Some have been providing high-quality services at reasonable prices for decades.
Others change their names three times a year because their business models involve bilking unsuspecting customers and dodging federal regulators.
Hands down, the best way to avoid being a victim is by doing your research, and using a company you can trust.
“Bad weather and traffic jams may increase cost.”
Under no circumstances should inclement weather or unforeseen traffic issues result in additional charges.
Bring this up on the front-end when you’re screening companies.
Issues like these may legitimately delay delivery, but if you’re told you may be financially responsible for things over which you have no control, run for the hills.
“The price I was quoted will be my final cost.”
Though we often assume estimates are fixed, sometimes they’re not.
If you change dates or decide to move a Hummer instead of a Prius, the cost will definitely go up.
But if you haven’t changed dates or any other move details, there’s no reason this should be the case.
This is precisely why you’ll want to read a sample copy of the contract BEFORE signing on the dotted line.
If they’re unwilling to share their contract with you, it’s not a good sign.
|Open transport||Enclosed transport||Average cost|
|Less than 150 miles||$260||$509||$385|
|150 to 500||$604||$949||$777|
|501 to 1,000||$984||$1,459||$1,222|
|1,001 to 1,500||$1,127||$1,508||$1,318|
|More than 1,500||$1,332||$1,944||$1,638|
*Costs were calculated from partner websites using multiple lanes, vehicle models, transport types, and dates. The auto transportation market is subject to wide price swings, so the above figures should be used as general points of reference only.
1. How much does it cost to ship a car?
Usually between about $400 and $2,000.
The actual cost will depend on vehicle condition and value, distance, the time of year, and if it’s a car, truck, or SUV.
2. What is the cheapest way to ship a car?
Funny you should ask. We have an article answering just that.
Check out: The Cheapest Way to Ship a Car
3. How much does it cost to ship a car from New York to Los Angeles?

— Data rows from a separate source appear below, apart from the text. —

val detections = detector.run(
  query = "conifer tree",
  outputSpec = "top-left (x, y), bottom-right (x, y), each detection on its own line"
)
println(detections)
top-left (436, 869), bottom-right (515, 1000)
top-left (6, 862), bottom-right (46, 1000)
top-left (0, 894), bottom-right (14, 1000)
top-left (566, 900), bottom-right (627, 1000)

About $1,300 on the low side, to more than twice that for an SUV in an enclosed trailer.
4. What is the best company to ship a car?
There are a number of top auto shipping companies we’ve already vetted for you.
5. What is the average cost-per-mile to ship a car?
Based on national averages, it usually costs about $1.30 per mile to ship a car.
If your car is moving a short distance, however, the rate will likely be higher.
For long-distance automobile relocations, the rate-per-mile can be significantly less.
Like opting for a jumbo bottle of ketchup instead of a tiny one, there are built-in discounts for buying in bulk—in this case, bulk miles.
6. Do car transport costs depend on the shipping company?
Yes, car transport costs can vary greatly from one company to another.
Companies consider a number of factors before determining how much they’ll charge for a job.
7. How much does it cost to transport a car from Miami to Chicago?
About $940 on the low side, to nearly $1,400 for an inoperable vehicle in an enclosed trailer.
8. What is the average price to ship a car on an open carrier?
The average price is slightly less than $700, but actual costs can range from just over $300 on short moves, to well over $1,500 on the longest.
9. Does car shipping cost a lot?
You can often save big bucks by moving during the non-peak months, and by being flexible with pick-up and delivery locations and dates.
Auto transport companies love flexible customers!